Within a month of their trip across the country, when my mom was twenty-one and my dad twenty, they got married. Then two things occurred simultaneously: my father was “offered” (in the Soviet Union, the Party made “offers” you couldn’t refuse) a very high-ranking position in the Communist Party—a post that would have put him at the center of Soviet power and under the watchful eye of the KGB—and my mother got pregnant.
Now living their double life—learning about Judaism on the down-low whilst my father was a top Communist—would be impossible. But it was an offer he literally couldn’t refuse. So my mom went in front of the Communist Committee, seven months pregnant, and convinced them that if my dad got this new position, which would require extensive travel and time away from his family, she would end up killing herself and this unborn future Communist leader (yours truly) would be at risk. My mother is a force of nature, and these mere mortals were no match for her. They withdrew their offer, and my dad was allowed to continue his job as a research engineer while my mom worked on her first PhD.

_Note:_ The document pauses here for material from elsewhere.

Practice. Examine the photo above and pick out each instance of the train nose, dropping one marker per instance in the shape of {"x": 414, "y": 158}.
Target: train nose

But eventually living in the Soviet Union became too much, and so my birth and their desire for a better life for their baby were the catalysts for them to begin the strenuous process of emigration. The minute you applied for a visa you were an enemy of the state, because emigrating meant that you didn’t believe in the Communist vision and were a capitalist pig. Those who tried to leave were called refuseniks, because most often people who applied never received permission to leave. The Soviets even came up with a tax that any emigre with a college degree had to pay, which was equivalent to five years of income, making it impossible for most people. My family, however, was one of the lucky ones. The United States had sponsored the Jackson-Vanik amendment, which basically meant that America traded grain for Jews. Due to the Soviet Union’s rampant anti-Semitism, the United States had put an embargo on grain, and because the Soviet Union was in the midst of a hunger pandemic and grain shortage, that embargo made an impact. My family was literally traded for food.
They left with me, my dad’s guitar, and a single American dollar bill that one of the members of their underground Jewish network had managed to acquire. It was 1974, and I was three years old. At this point, my parents had been learning English and Hebrew illegally for three years and were fluent. My mother still speaks with a British accent, because the illegal records she listened to in Moscow were all from the UK.
A U.S. nonprofit organization that dealt with Jewish refuseniks called the Hebrew Immigrant Aid Society (HIAS) sent us from Moscow to a processing center in Vienna. I don’t remember my time in Vienna at all, although we spent six months there waiting to find out which country would take us in. From Vienna, we were sent to another processing center in Rome to await our fates.